I'm American by birth, with military tradition in my upbringing. I actively seek to avoid military involvement of any kind. Non-diplomatic, non-collaborative action is always destructive; there is always loss where there could be collective gain.

Yet, I cannot deny its necessity; a world with no good people willing to fight is a world dominated by evil. I don't have the answers for where those thresholds lie. What I do know is this: there are powers in this world which actively seek the destruction of free thought and identity. These powers are growing, and institutions defending those freedoms are weakening or turning.

Politicians and pundits undermine personal freedoms in the name of safety, then ignore when that safety is undermined by politically "difficult" characters. Leaders undermine the sovereignty of allies in the name of national security, weakening the collective against true enemies. Good people fight amongst themselves in an attempt to figure out the best course of action, allowing those with ill intent to sabotage and weaken their efforts.

I don't see any advantage from being precise in what I fear. Those of you who know me know that I am deeply opposed to enabling government, military, or even activist use of offensive security technology; they often prove themselves irresponsible in their utilisation of these technologies. Everything I have worked on has been for the improvement, not undermining, of the safety and security of the general public. Yet, I am forced to ask myself, seeing what lies on the horizon, whether I would consider changing my stance.

I hate the idea of living in the world where the right thing to do is in violation of such a core principle. I especially hate that, despite everything, the greed, corruption, and selfishness in both my own country and others might force the world into a state where the only good choice is fighting, and not collaborating.

War in my backyard

But we aren't there yet. And in academia, we must refuse competition where there could be collaboration. It is still possible to cut out the bad actors and engage in true scientific inquiry, and not the chase for prestige in which we find ourselves.

Groups like ACM PROTECT must be more firm, and actually root out and exclude actors known to engage in scientific malpractice. Without real consequences, nothing will change.

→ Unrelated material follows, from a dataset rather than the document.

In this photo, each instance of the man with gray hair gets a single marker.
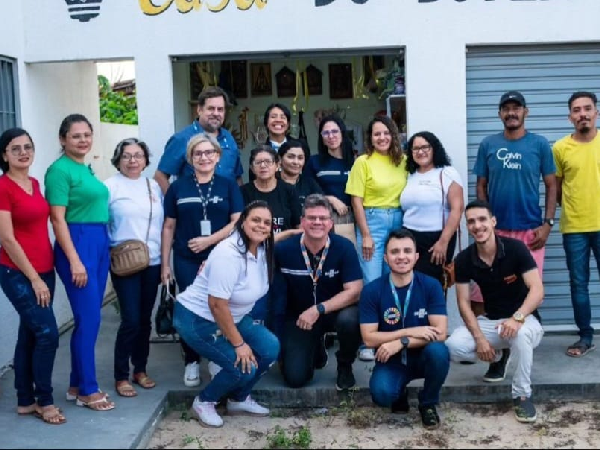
(316, 289)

And maybe ACM (the company, not the individuals who volunteer their time to support it) isn't the organisation capable of this task; a for-profit, afraid of lawsuits, cannot realistically be the be all end all. We must stigmatise and call out malpractice in our community. We must be willing to fight for quality, for rigour, and for truth and understanding. Otherwise, nothing will change in the end, and our field is doomed to forever question the legitimacy of every work rather than questioning for the sake of understanding and scientific curiosity.

Part 3: What remains

I worry for our world, our climate, our freedoms, and the next generations. On a smaller scale, I worry for my immediate academic and social communities. I worry to say everything I mean and, in many ways, that makes me a coward and a hypocrite. I worry that I'm too late to change anything, both in my communities and in the world.

There is an unbelievable amount of human suffering -- some within our reach to fix, some not -- caused by greed, neglect, and casual cruelty. There is nowhere to run that will avoid it or its subsequent effects. There is a crisis in my communities which challenge the foundation of what they stand for. There is a market failure in our future which will devastate our world. There will be wars, soon, that will test people both individually and collectively who never expected to see anything but peace.

I don't know what to do. But I know we'll do our best.